Donde termina la ciencia, comienza la religión.

Los que tenemos fe desde pequeños, nos quedamos con una razonamiento infantil de nuestras creencias. No utilizamos el lenguaje científico y al crecer y convertirnos en adultos, no sabemos razonar del porqué de nuestras convicciones. Es decir, continuamos utilizando el mismo lenguaje de nuestros catequistas, profesores o nuestros padres. 

Y en principio no está mal. Pero en nuestros tiempos, conviene actualizar nuestra fe y elevarla a un lenguaje más científico y comprensible a los demás. Porque el resto sólo acepta lo racional y rechaza lo no demostrable. Si no se procede a esto, se crea un desequilibrio comunicativo porque nuestra fe no está basada en un lenguaje científico. La Biblia es un ejemplo de ello. 
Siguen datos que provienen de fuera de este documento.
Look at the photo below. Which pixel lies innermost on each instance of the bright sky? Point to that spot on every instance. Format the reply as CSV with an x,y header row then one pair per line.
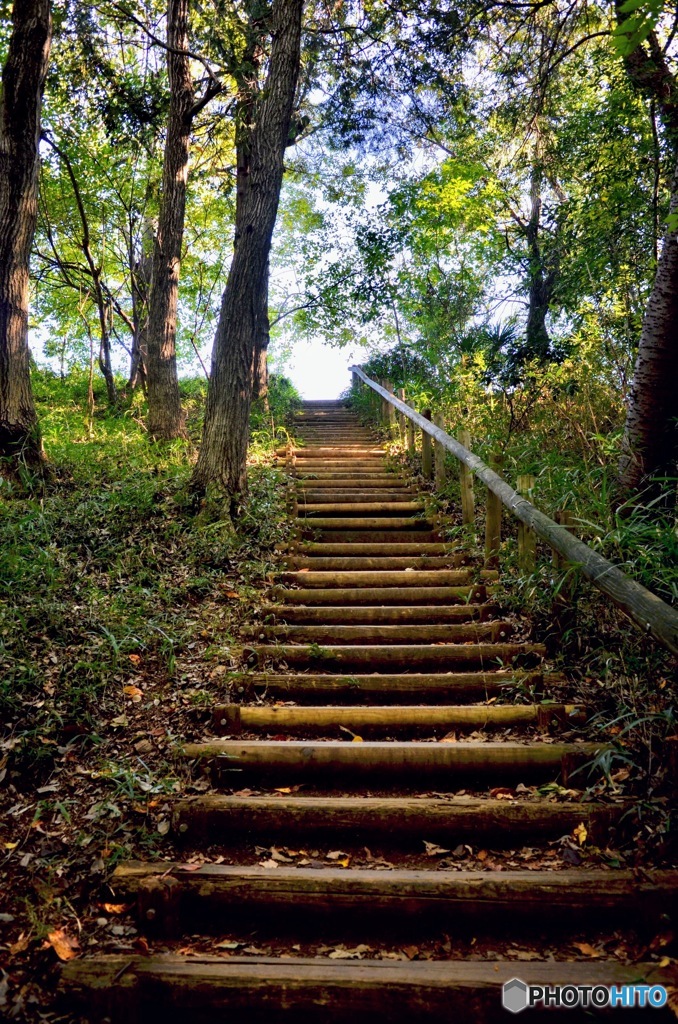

Nos formamos en las universidades, y estudiamos filosofía, sociología, y mucha ciencia. Pero, ¿y nuestra fe? ¿Nos interesamos por saberla razonar y crear vínculos entre ciencia y religión? Nos preocupamos por entender la ciencia, y nos comunicamos en nuestras escuelas con un lenguaje científico. Pero la ciencia tiene límites, como los tiene la fe. Uno llega donde el otro no alcanza. Y de aquí se entiende la importancia de elevar un lenguaje al otro y no comprender uno sin el otro. Los dos son dos fuentes importantes de conocimiento. Y es necesario utilizarlas para saber expresar todo lo necesario de nuestra existencia. Porque hoy día, más que nunca es necesario la formación y la explicación racional. Y no sólo para nuestro desarrollo personal sino que también para la supervivencia de nuestra fe. Porque donde termina la ciencia, comienza la religión.